Gov’t vows return to 3% budget deficit
The government’s budget deficit ratio will start returning to its comfortable level once the local economy begins to grow next year, the National Economic and Development Authority (NEDA) said.
Acting Socioeconomic Planning Secretary Karl Kendrick T. Chua said the projected 8.1 percent budget deficit to gross domestic product (GDP) ratio this year is only temporary, assuring the government is capable of gradually bringing it down again to a three percent level.
“Right now, all countries are in a difficult position and their [budget] deficits are going up, and some are double digits,” Chua said in a recent online forum hosted by the Financial Executives Institute of the Philippines (FINEX).
“What we are proposing in the Philippines is to stay within the median of our comparable countries, and that is around maximum of nine percent of GDP,” he added.
Under the Development Budget Coordination Committee (DBCC) medium-term program, the national government is planning a gradual reduction of its budget deficit ceiling from 8.1 percent this year, to six percent next year and ultimately, five percent in 2022.
“I think it will be a very good signal that we can be fiscally responsive yet responsible.

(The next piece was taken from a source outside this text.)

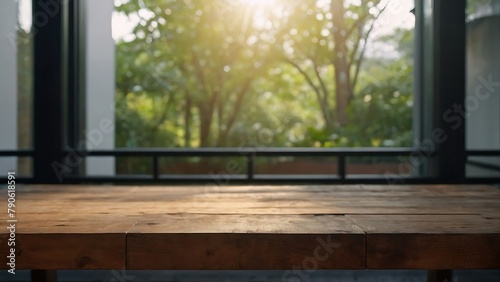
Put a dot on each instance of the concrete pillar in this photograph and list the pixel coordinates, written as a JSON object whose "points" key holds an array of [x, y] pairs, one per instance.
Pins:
{"points": [[100, 87], [8, 83]]}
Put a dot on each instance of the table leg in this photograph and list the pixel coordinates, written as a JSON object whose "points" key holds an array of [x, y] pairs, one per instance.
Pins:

The important thing also is to communicate to the credit market both local and foreign our credible plan of bringing it down gradually to three percent,” the acting NEA chief said.
Chua also said the government’s structural reforms would help in reducing its fiscal deficit and at the same time fuel the local economy, which is seen to contract by 2.0 percent to 3.4 percent this year.
“We will have structural reforms to grow the economy to provide new sources of growth because it's okay that we have a high deficit and pass in value, so long as the GDP is growing much faster,” he explained.
After the economic slump in 2020, the DBCC, composed of President Duterte’s economic managers, is expecting the country’s GDP will recover next year by growing 7.1 percent to 8.1 percent, and by seven percent to eight percent the following year.
The economy fell to 0.2 percent in the first-quarter of the year, its worst performance since the Asian financial crisis in 1998.
Chua attributed the slump on the impact of Taal Volcano eruption in January, and moves by several nations, including the Philippines, to contain the ongoing pandemic.
He said that GDP would shrink deeper in the second-quarter after the country is put under community quarantine for already more than two months, effectively placing the entire economy to a standstill.
“We are seeing continuous improvement on the health side. So, we cannot support a continuous lockdown. But the good news is, the light at the end of the tunnel is much clearer now,” Chua said.